The Jester’s Decree (With Footnotes for the Crowned)
The court jester, clad in bells that toll like a funeral dirge, kneels before the throne, proffering a mirror polished with the tears of serfs. His voice drips honeyed arsenic:
“O Majesty, radiant as Nebuchadnezzar in his beastly epiphany! A riddle for your royal leisure: What is a king but a lawsuit waiting to be filed? Aye, sovereign immunity swathes you like a shroud—yet even Lazarus emerged taxable! Remember the ancient plea of fools: ‘Give us a king to judge us, like all the nations!’ How wise they were! Now every harvest is Caesar’s, every firstborn son conscripted, every vineyard seized for chariot parking. Marvel at progress! We’ve traded prophets for parliaments, and divine wrath for… tax audits. Rejoice! For when the Gavel of Heaven falls, it cracks the scales of justice—not the crown. But fret not!
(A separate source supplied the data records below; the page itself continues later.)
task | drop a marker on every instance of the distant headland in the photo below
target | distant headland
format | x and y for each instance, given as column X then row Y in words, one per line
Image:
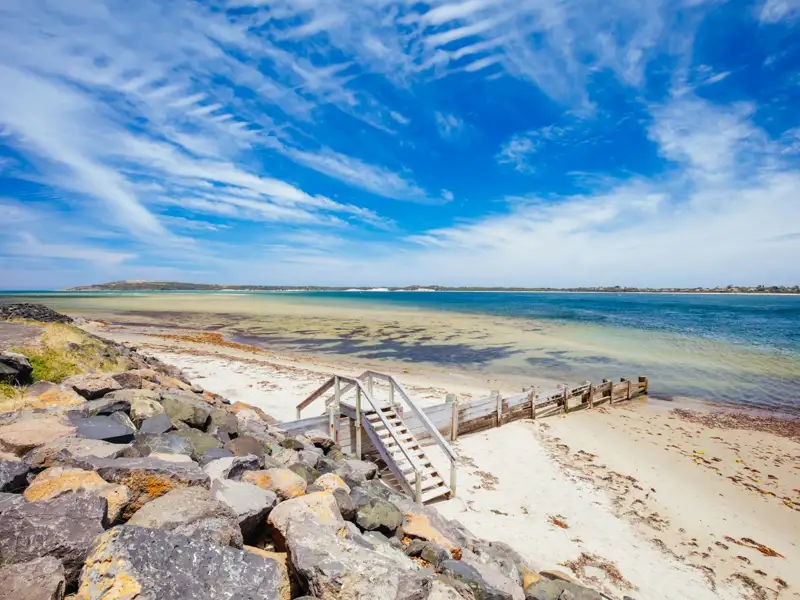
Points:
column 144, row 286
The peasants are drafting a strongly worded psalm as we speak.”
(The jester pauses, plucks a thread from the king’s robe, and ties it to a stray goat wandering the hall.)
“Is this a joke? Nay, sire—it’s a liturgy. The punchline is due in the third act, when the goats outnumber the sheep… and the lawyers outnumber the goats.”
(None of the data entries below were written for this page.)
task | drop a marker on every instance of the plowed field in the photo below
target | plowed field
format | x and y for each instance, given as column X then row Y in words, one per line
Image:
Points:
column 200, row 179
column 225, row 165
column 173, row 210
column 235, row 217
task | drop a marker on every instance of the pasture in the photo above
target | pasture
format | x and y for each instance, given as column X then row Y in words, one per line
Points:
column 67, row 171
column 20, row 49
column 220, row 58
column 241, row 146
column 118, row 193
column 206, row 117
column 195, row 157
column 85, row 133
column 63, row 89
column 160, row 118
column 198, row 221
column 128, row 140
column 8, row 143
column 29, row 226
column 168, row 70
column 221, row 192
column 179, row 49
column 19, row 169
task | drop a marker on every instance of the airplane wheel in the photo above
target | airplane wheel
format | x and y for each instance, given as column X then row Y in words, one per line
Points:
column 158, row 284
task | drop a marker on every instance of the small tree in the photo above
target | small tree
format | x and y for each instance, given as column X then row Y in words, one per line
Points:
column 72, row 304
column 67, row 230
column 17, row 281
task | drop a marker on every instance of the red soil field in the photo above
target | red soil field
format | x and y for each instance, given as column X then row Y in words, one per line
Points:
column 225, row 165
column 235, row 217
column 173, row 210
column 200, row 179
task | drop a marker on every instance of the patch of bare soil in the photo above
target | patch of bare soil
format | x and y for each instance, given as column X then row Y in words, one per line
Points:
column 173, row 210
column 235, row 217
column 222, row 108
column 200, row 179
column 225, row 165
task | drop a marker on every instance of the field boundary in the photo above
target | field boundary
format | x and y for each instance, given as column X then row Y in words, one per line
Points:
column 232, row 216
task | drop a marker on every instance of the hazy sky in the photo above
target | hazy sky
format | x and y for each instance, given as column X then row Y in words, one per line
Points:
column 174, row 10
Footnote (Whispered to the Peasantry):
¹ 1 Samuel 8: A cautionary tale wherein demanding a human king “like the nations” becomes the ultimate subscription service—terms and conditions include your soul, your sons, and your best olives. Renewal is automatic. Cancellation requires exile.
Is this a joke? Only as much as a crown is a hat. The truth wears motley now.